Manure-to-energy joint venture looks to transform sustainability

Technology News |
By Rich Pell



Together, the companies are forming a joint venture called Align Renewable Natural Gas (RNG) that will capture methane emissions from hog farms and convert them into clean renewable energy for residential home heating and power for local businesses. By capturing methane that would otherwise be released into the atmosphere, say the companies, the use of RNG can lead to a significant reduction in methane emissions from the agriculture and energy industries.

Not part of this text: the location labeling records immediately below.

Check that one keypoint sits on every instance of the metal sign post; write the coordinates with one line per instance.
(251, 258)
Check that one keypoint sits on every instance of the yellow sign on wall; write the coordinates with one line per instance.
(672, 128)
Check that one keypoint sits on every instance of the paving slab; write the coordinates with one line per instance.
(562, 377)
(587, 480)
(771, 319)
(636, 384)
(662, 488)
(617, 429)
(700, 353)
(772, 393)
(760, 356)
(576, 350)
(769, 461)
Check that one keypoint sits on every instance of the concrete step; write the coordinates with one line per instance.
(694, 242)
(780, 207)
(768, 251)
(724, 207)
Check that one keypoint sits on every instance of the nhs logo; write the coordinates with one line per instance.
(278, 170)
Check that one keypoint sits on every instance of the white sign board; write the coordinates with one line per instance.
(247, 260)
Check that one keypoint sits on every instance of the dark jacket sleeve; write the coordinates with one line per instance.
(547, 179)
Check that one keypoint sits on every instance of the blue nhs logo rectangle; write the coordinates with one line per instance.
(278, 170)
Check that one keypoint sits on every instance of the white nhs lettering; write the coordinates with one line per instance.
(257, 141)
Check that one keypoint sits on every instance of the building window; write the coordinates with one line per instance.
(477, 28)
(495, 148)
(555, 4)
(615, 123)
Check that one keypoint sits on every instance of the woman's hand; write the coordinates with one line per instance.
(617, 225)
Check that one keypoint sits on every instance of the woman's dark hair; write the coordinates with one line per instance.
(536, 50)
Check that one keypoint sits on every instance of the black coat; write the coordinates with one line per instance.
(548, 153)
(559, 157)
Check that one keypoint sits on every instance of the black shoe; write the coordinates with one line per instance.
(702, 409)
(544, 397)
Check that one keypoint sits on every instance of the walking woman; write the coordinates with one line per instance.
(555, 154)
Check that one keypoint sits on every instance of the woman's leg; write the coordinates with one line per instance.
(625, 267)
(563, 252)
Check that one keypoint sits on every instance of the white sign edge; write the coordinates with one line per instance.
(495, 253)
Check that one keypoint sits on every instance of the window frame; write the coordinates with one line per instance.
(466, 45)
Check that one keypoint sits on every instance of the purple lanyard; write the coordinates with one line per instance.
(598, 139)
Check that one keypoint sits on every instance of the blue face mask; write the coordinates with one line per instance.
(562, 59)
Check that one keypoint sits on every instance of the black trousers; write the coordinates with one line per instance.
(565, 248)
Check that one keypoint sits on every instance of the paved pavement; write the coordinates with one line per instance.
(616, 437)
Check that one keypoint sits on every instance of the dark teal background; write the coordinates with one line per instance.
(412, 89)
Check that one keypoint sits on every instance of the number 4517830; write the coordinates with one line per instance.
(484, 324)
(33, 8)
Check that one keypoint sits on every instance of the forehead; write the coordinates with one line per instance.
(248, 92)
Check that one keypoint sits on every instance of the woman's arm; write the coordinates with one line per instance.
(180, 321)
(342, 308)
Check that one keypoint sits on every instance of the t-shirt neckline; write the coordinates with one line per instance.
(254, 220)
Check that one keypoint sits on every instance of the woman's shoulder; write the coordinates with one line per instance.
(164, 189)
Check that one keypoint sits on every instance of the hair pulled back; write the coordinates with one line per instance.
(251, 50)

“At Smithfield, we recognize true, enduring sustainability initiatives require collaboration with other proven innovators who share a similar vision,” says Kenneth M. Sullivan, president and chief executive officer of Smithfield Foods. “Dominion Energy is one such proven innovator and we are proud to partner with them in our longstanding pursuit of renewable energy. Align RNG is part of our nationwide expansion of Smithfield Renewables, innovative projects designed to help meet our goal to reduce our greenhouse gas emissions 25 percent by 2025.”

RNG is produced from the methane generated from hog or dairy farms, landfills, wastewater treatment plants, and food processing facilities. The methane gas captured from hog farms, say the companies, can be stored and delivered to homes and businesses through existing natural gas infrastructure, making it a cost-effective, renewable option.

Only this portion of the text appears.